Two transparent beakers containing purple and orange liquids, labeled 'After spagyric process' on the left and 'Before spagyric process' on the right, with green leafy plants in the background. Text overlay explains spagyric color change.

What is the difference between a botanical tincture and a spagyric tincture?

A botanical tincture and a spagyric tincture start with the same plant, but they extract completely different chemistries.

A botanical tincture is made by soaking plant material in alcohol and water. This pulls out alcohol-soluble and water-soluble compounds. After straining, the plant matter (called the marc) is discarded. Chemically, a tincture contains only what is soluble in alcohol and water. The minerals, and many bound nutrients remain locked inside the leftover plant fiber.

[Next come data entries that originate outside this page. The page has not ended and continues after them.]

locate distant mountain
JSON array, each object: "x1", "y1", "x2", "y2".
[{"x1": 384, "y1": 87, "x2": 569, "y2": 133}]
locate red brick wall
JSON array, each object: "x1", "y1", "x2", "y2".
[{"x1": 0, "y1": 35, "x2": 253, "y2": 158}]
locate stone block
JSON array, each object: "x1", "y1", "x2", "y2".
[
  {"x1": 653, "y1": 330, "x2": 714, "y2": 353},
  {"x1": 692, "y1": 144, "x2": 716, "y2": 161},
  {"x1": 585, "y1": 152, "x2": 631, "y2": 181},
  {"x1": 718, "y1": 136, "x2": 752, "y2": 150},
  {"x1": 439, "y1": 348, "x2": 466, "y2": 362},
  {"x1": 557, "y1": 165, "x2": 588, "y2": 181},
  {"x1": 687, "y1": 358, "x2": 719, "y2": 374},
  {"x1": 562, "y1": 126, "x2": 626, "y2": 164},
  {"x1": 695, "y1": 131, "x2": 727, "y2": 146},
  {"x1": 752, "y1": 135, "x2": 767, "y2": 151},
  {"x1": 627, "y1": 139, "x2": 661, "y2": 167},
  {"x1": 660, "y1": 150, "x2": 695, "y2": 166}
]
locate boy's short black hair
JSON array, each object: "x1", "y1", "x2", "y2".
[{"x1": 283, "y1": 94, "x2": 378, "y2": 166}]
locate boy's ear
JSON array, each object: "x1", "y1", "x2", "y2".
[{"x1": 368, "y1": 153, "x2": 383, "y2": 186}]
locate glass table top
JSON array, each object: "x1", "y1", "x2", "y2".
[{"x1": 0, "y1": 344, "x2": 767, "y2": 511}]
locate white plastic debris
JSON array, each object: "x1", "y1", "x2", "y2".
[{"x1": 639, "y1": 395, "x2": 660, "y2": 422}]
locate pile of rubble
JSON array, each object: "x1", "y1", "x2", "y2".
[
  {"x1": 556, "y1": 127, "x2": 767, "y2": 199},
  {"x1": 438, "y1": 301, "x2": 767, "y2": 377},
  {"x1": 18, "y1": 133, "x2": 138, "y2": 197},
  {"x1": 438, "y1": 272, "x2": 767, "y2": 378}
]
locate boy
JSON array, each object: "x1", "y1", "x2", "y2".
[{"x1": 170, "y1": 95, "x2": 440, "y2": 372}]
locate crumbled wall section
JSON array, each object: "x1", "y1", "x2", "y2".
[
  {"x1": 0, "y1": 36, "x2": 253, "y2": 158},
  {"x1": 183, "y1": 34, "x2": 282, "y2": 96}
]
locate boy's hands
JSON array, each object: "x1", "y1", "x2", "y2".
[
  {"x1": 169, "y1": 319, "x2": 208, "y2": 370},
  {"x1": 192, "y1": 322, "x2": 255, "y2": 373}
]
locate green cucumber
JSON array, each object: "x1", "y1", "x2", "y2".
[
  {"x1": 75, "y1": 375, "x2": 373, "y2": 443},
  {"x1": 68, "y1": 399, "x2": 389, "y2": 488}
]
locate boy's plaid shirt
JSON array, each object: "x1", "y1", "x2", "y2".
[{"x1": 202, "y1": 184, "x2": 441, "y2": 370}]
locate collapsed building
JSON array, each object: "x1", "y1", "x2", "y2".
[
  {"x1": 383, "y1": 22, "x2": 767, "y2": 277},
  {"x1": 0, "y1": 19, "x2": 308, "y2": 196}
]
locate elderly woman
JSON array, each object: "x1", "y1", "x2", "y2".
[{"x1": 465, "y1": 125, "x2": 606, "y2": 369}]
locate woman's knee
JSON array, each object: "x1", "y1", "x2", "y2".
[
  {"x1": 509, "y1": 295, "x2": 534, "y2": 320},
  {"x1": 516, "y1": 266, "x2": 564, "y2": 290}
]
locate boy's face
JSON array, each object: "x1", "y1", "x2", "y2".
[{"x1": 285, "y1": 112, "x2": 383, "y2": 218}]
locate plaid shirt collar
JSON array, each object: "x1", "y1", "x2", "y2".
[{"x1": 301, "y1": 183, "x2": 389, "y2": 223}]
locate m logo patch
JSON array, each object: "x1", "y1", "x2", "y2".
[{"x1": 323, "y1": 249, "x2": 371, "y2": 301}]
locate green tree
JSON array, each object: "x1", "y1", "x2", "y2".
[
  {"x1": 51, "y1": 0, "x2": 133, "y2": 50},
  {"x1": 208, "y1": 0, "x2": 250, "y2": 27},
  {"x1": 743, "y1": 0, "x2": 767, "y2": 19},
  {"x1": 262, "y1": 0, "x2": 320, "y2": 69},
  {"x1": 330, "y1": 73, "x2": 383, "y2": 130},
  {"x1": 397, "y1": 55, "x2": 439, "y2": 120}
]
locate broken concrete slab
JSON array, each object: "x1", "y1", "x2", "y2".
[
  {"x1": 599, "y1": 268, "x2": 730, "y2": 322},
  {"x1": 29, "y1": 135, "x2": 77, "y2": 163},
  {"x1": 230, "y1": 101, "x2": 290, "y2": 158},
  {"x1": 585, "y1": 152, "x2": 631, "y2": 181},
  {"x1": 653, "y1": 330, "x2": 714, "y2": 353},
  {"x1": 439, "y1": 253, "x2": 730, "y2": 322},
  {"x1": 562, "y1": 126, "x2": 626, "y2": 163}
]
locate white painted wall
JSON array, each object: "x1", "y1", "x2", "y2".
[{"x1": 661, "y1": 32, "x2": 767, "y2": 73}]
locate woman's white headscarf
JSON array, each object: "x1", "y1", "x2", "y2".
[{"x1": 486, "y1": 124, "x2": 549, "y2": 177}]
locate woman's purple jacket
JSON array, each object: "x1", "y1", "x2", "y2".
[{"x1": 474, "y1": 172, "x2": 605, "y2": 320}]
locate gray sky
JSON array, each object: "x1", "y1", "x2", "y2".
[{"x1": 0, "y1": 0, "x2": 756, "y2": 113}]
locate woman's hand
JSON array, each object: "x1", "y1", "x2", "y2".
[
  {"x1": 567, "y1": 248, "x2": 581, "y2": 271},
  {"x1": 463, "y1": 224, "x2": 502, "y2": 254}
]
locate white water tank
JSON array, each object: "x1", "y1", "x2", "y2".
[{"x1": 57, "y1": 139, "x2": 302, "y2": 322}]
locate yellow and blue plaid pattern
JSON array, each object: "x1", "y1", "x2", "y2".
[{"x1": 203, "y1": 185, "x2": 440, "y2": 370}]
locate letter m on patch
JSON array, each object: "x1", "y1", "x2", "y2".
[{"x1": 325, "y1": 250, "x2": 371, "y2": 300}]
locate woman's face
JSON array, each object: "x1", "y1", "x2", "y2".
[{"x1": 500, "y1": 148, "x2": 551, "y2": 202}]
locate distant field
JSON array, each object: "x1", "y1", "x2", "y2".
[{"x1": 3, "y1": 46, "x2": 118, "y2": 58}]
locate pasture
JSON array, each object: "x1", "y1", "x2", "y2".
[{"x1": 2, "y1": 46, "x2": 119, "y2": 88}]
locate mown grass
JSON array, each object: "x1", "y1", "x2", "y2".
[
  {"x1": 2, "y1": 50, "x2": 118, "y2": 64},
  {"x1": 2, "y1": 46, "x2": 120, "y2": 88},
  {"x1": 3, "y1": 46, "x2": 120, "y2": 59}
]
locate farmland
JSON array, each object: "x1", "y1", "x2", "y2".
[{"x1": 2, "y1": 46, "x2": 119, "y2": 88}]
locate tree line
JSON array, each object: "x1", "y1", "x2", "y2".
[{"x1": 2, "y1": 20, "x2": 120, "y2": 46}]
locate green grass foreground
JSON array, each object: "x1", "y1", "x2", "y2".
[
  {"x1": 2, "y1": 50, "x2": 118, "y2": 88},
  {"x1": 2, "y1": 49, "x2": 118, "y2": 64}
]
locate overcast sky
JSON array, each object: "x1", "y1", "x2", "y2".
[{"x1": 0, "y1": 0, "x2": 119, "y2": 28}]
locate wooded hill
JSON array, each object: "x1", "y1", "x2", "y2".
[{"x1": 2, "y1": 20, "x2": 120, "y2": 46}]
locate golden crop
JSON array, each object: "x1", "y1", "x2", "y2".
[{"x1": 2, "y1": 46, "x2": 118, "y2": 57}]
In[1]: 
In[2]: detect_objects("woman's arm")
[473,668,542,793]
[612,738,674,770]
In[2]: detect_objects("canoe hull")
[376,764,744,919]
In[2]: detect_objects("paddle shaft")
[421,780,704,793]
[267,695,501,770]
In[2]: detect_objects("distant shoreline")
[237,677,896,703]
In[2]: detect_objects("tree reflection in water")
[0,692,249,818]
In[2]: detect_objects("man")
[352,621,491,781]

A spagyric tincture adds an entire additional phase of processing. After the initial tincture is strained, the spent plant material is burned to ash and heated until its minerals become water-soluble salts. This process, known as calcination, breaks open the rigid cell walls and releases minerals that normal tinctures never capture like potassium salts, calcium, magnesium, trace elements, and other inorganic constituents. These salts are then dissolved, purified and reunited with the tincture.

This creates a full-spectrum extract:

  • Organic compounds (alcohol/water soluble)

  • Volatile compounds (aromatics and essential oils)

  • Inorganic mineral salts (made bioavailable through calcination)

In ecology and biochemistry, this mirrors what the Earth does through decomposition and mineral cycling. Breaking down plant matter so its nutrients can re-enter living systems. Spagyrics mimic these same biogeochemical processes on a small scale.

Because the mineral salts gently shift the tincture’s pH, and molecular environment, many compounds become more bioavailable, meaning easier for the body to recognize and sometimes process. The presence of electrolytes and trace minerals can also subtly alter how the extract interacts with the nervous system and tissues, a phenomenon documented in traditional alchemical texts and increasingly supported by modern phytochemistry.

The result is a preparation that contains the body, soul, and spirit of the plant: its chemistry, its volatile essence, and its liberated mineral intelligence. In short:

A botanical tincture extracts the soul and spirit of a plant but a spagyric tincture also gives you the bones.